Under U.S. tax rules, exporters are eligible for a $1-per-gallon tax credit by adding a small amount of diesel before shipment. In Europe, fuel-efficient diesel cars outsell gasoline models, and biodiesel blends receive tax breaks at the pump.

Imported biodiesel accounts for 15 percent to 20 percent of the European biodiesel market, which doesn’t sit well with European producers who argue the American fuel benefits unfairly from the subsidization.

Soaring soybean oil prices are causing heartburn for managers of U.S. plants, as they wait for a newly passed law setting mandates for annual biodiesel use to kick in next year.
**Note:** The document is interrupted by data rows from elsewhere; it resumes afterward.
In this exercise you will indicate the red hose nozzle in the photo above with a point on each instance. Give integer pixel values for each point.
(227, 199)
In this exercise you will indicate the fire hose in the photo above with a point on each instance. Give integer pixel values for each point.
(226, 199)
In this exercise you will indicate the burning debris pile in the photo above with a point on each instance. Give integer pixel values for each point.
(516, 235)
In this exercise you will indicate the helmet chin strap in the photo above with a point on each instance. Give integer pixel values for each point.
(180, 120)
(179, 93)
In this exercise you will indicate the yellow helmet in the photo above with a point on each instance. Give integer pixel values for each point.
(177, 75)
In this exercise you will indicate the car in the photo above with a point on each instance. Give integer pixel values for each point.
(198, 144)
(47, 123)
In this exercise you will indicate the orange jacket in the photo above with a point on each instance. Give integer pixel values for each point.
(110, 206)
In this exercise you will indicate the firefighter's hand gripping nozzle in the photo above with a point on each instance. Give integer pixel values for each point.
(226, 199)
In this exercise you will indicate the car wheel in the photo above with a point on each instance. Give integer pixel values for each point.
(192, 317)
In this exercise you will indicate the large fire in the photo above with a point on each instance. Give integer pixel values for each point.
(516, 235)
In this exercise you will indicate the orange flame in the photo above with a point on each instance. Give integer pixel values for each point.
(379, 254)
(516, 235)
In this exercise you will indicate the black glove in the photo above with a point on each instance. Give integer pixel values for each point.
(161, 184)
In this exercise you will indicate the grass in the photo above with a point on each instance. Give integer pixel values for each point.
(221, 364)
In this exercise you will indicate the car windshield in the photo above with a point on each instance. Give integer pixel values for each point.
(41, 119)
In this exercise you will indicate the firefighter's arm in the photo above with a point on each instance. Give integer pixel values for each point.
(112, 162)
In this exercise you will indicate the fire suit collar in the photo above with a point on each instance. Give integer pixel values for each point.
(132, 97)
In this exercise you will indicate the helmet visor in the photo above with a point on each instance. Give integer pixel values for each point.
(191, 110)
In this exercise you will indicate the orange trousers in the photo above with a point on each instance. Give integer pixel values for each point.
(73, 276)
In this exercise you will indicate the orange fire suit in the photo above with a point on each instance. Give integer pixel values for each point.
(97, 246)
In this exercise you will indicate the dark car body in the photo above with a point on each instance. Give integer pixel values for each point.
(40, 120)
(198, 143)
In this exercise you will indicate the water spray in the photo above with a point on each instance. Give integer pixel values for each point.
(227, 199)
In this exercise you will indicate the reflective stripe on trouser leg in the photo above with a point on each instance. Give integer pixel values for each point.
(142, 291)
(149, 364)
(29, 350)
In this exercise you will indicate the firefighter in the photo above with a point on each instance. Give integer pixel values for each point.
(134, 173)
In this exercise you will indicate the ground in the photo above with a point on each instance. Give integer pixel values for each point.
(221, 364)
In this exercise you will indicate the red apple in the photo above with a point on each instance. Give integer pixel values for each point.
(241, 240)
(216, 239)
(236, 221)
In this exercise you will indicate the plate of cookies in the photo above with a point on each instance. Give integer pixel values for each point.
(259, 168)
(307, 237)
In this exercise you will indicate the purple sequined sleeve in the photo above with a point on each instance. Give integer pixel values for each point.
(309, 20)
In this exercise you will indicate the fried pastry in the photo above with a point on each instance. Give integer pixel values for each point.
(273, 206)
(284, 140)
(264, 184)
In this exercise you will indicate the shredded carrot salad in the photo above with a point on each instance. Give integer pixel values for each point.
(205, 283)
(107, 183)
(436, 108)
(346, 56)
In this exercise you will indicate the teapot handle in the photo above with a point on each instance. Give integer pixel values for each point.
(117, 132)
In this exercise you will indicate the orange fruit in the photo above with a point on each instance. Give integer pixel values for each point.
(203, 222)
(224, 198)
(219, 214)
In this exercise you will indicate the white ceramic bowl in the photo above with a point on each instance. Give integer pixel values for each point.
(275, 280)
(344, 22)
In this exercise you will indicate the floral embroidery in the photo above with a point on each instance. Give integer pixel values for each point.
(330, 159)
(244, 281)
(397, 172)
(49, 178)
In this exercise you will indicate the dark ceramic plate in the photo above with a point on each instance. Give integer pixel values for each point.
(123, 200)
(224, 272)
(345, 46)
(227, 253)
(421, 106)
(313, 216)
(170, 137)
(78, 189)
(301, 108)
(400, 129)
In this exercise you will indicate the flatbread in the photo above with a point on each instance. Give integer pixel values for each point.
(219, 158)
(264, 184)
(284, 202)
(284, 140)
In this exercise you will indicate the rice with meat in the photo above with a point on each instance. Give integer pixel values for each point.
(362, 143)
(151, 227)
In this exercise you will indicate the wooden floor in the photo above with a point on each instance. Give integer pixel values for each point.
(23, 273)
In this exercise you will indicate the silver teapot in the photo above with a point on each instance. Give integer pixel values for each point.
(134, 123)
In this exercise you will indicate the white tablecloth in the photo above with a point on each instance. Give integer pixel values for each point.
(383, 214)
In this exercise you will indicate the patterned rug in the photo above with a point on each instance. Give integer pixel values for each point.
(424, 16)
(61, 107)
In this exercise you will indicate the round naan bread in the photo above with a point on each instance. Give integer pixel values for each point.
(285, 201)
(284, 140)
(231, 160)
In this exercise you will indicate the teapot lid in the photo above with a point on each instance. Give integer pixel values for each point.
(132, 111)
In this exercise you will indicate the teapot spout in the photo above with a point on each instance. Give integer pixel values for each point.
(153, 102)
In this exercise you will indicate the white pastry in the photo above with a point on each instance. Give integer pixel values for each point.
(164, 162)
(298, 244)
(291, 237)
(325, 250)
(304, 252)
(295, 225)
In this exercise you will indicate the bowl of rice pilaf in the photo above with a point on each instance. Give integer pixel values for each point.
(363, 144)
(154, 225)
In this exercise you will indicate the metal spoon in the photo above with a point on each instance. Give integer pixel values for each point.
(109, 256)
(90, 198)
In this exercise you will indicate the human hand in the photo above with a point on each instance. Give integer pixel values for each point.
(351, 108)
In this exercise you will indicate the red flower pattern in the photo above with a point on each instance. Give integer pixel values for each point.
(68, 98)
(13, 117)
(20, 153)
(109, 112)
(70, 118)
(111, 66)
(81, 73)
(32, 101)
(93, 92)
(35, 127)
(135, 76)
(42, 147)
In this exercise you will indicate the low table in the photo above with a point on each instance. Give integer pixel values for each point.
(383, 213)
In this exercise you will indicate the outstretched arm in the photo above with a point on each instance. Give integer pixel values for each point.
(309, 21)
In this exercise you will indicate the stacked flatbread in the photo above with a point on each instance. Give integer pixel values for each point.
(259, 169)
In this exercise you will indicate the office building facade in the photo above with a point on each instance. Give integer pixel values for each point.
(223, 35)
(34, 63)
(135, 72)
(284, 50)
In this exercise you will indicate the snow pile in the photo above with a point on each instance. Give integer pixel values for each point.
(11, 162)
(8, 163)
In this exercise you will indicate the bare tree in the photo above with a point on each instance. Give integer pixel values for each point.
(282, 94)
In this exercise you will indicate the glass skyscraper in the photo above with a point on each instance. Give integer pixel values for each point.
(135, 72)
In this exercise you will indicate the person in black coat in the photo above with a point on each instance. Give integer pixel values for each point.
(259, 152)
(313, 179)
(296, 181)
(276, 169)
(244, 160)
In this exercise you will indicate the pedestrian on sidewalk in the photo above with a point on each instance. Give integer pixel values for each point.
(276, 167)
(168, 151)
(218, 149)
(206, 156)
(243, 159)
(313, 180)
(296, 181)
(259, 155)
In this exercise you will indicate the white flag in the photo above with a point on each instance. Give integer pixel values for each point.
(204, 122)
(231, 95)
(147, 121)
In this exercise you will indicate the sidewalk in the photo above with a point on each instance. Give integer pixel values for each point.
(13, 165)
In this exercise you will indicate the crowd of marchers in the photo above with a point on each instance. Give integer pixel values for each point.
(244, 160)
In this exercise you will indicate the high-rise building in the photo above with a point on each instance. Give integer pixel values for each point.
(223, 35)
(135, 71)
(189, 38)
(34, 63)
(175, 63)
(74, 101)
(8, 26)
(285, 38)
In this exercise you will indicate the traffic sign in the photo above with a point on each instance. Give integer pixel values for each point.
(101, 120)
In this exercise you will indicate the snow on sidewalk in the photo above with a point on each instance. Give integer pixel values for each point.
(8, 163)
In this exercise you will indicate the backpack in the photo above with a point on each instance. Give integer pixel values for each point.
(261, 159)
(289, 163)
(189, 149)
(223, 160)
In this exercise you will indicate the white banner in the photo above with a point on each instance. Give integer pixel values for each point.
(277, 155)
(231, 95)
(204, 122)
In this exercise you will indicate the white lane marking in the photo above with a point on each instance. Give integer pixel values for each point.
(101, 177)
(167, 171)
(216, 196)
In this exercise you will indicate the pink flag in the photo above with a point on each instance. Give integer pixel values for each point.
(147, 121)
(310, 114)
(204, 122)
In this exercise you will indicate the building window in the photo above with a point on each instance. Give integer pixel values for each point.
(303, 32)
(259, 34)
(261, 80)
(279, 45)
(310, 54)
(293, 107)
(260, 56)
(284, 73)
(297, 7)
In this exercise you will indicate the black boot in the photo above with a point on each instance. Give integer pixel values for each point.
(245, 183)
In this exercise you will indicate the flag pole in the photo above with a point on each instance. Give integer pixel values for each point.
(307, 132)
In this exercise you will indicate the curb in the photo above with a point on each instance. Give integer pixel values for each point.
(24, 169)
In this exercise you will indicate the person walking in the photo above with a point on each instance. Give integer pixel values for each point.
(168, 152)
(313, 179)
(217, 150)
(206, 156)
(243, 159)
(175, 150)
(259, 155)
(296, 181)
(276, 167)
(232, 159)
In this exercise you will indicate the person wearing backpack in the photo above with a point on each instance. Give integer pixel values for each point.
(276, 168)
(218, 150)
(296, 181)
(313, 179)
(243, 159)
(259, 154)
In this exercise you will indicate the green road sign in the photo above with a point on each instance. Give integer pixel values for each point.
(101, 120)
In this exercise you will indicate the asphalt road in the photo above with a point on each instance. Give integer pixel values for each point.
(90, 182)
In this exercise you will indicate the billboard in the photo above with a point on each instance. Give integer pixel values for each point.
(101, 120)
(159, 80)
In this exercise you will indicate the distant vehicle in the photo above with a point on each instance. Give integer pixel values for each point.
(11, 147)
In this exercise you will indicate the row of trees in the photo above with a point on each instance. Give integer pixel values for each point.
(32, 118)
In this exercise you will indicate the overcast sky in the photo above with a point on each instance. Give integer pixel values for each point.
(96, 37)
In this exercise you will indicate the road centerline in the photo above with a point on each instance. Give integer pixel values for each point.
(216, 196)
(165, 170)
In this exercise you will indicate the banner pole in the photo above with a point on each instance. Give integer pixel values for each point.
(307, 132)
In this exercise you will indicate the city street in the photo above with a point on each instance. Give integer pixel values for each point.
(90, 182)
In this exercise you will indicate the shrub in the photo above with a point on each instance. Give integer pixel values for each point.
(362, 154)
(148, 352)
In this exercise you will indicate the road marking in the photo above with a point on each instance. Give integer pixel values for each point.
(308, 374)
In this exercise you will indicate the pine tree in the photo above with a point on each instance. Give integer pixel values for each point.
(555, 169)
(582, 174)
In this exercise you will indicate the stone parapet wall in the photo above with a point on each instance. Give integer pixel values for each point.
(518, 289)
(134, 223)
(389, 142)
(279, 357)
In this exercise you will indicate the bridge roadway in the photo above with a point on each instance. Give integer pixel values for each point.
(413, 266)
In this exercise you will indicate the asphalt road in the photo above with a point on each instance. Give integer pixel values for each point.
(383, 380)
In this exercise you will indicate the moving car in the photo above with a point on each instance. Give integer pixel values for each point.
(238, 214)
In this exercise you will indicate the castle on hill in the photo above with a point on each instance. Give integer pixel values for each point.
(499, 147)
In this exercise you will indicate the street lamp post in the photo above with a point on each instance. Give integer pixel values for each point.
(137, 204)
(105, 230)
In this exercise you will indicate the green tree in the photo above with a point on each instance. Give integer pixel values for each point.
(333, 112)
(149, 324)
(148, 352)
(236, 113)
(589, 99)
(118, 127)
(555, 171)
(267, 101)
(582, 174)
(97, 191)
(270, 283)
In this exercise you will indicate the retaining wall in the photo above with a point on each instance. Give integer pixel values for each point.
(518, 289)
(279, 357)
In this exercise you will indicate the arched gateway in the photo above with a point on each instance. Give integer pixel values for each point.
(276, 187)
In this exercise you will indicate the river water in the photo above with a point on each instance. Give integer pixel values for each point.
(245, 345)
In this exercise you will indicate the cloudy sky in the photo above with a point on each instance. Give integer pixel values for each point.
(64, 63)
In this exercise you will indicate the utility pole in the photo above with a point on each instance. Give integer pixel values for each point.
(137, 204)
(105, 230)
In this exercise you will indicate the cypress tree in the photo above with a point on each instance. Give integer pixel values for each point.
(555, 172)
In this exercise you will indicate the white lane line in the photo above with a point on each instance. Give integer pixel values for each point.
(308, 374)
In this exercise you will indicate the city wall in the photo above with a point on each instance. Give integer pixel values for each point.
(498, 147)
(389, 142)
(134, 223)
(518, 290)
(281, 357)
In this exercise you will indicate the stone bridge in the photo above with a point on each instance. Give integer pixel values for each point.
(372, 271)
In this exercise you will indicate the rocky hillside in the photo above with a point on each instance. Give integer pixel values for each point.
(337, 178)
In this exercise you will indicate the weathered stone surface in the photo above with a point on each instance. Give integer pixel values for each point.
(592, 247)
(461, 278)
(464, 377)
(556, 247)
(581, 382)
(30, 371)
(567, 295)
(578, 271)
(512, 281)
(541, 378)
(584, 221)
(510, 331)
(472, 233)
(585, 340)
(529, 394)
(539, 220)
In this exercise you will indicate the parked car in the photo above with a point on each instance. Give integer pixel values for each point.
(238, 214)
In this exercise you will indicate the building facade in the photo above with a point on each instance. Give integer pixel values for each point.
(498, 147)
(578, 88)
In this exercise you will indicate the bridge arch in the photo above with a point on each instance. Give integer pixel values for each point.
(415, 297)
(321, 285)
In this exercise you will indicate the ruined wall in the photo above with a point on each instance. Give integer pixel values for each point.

Read more about it in the Des Moines Register.

---WIND ENERGY PRODUCTION UP 45 PERCENT---According to the American Wind Energy Association, wind energy production by U.S. utility companies increased 45 percent in 2007. Production is expected to increase by the same amount this year as companies work to take advantage of federal tax credits before they expire in December. Utilities may use the credit to deduct 2 cents for every kilowatt-hour generated through renewable sources.

---PENNSYLVANIA STUDENT PENS WINNING 2008 AG DAY ESSAY---The Agriculture Council of America (ACA) has announced the national 2008 Ag Day Essay Contest winner, Katlin Wiest, an eighth-grade student at Upper Dauphin Middle School in Lykens, Pa.

ACA called upon seventh- to 12th-grade students nationwide to submit original essays of 450 words about the importance of agriculture in the United States. Under the theme “Agriculture-Bigger Than You Think,” students were encouraged to focus their essays on the broad scope of agriculture, showcasing the diversity of today’s American farms.

Read Wiest’s essay and find a list of state winners online at the National Ag Day Web site. National Ag Day is Thursday, March 20.